The Trump White House has released Winning the AI Race: America’s AI Action Plan, a massive strategy designed to secure U.S. dominance in artificial intelligence. Framed as a patriotic push to lead the world in tech, the plan is filled with aggressive moves that stretch far beyond innovation alone.
This government document outlines more than 90 federal actions focused on three goals: speeding up innovation, building AI infrastructure at home, and taking control on the global stage. But it’s not just about technology. It’s also about reshaping regulations, redefining objectivity, and exporting American values through AI systems.
One of the plan’s most ambitious proposals is to offer full AI technology stacks to allies. This means exporting U.S.-made chips, models, software, and standards as a bundled product. It’s clearly a play to block out China and boost American influence abroad. But as I warned in my recent piece, How to destroy America: Let it fall in love with AI, then pull the plug, spreading this kind of power too broadly without fail-safes could be a massive mistake.
Domestically, the plan calls for slashing regulations that are seen as slowing AI growth. That includes rolling back federal guidelines and pressuring states to avoid AI restrictions if they want funding. At the same time, the federal government wants to ramp up construction of data centers, chip factories, and new energy projects to keep up with growing demand.
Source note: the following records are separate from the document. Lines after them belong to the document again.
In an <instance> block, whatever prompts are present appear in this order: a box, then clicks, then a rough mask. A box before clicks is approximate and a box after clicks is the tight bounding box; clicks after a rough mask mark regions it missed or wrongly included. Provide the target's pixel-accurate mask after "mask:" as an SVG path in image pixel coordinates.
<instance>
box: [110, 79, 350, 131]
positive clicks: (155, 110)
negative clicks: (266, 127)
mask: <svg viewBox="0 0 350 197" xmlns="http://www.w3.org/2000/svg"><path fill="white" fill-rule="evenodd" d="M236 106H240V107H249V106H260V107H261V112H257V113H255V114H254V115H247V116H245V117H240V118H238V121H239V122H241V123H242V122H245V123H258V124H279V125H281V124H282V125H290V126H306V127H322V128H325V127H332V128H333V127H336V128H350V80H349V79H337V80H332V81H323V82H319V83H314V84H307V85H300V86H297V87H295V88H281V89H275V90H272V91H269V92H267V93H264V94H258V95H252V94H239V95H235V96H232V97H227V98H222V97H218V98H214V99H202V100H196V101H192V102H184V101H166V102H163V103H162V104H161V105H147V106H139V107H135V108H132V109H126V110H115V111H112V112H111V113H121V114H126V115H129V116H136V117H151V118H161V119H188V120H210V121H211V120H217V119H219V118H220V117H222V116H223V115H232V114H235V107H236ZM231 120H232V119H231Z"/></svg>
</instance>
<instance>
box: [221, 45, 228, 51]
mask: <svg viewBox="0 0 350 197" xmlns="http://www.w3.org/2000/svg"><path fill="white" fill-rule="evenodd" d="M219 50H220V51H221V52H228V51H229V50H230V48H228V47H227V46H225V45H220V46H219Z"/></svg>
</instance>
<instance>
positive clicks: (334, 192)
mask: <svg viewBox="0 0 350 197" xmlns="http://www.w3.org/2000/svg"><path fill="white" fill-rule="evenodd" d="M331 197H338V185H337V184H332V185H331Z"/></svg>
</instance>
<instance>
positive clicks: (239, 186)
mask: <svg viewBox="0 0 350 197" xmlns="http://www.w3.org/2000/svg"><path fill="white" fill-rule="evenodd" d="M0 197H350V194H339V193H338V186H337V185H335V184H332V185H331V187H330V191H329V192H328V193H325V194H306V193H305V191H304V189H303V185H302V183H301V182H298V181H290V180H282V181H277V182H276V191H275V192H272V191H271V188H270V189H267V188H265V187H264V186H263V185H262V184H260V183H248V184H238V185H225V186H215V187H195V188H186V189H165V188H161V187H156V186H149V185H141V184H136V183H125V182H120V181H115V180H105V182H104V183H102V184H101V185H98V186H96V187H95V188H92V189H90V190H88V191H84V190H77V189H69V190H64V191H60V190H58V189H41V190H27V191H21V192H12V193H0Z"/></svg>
There’s also a heavy political layer. The plan directs federal agencies to only work with AI developers whose models are free from so-called ideological bias. In practice, this likely means rejecting any models viewed as too progressive or socially driven. It reframes free speech not as a right for users but as a requirement for machines, dictated by policymakers.
In another section, the administration promotes open source and open weight AI. That sounds good for transparency, but the real goal is to ensure American-made systems dominate international standards. Innovation is encouraged, but only if it follows a very specific playbook.
The military also gets plenty of attention. Plans are in place to build secure AI data centers for defense and intelligence use. The government wants emergency access to private AI compute during conflict, and there’s even a proposal to turn military schools into AI research hubs. These efforts aim to weaponize AI not just for the battlefield, but across every layer of national security.
What’s missing from the plan is any serious discussion about privacy, civil liberties, or how AI might be misused. Instead, the focus is on expanding AI adoption in government, pushing frontier models into every agency, and protecting American systems from foreign surveillance. The whole document reads more like a tech cold war strategy than a public policy blueprint.
The plan frames AI as a tool to improve lives, boost the economy, and create new jobs. And yes, it includes funding for workforce retraining, apprenticeships, and education programs. But underneath the surface, this is about control, influence, and keeping American-made technology at the center of the global stage.
This strategy may impress those eager for national strength, but as I explored in How to destroy America: Let it fall in love with AI, then pull the plug, there is a darker possibility. Rushing toward AI dominance without proper boundaries could end up harming the very country this plan is trying to protect.
Whether you view this as progress or overreach, one thing is clear. The Trump administration is betting big on AI. And they don’t intend to lose.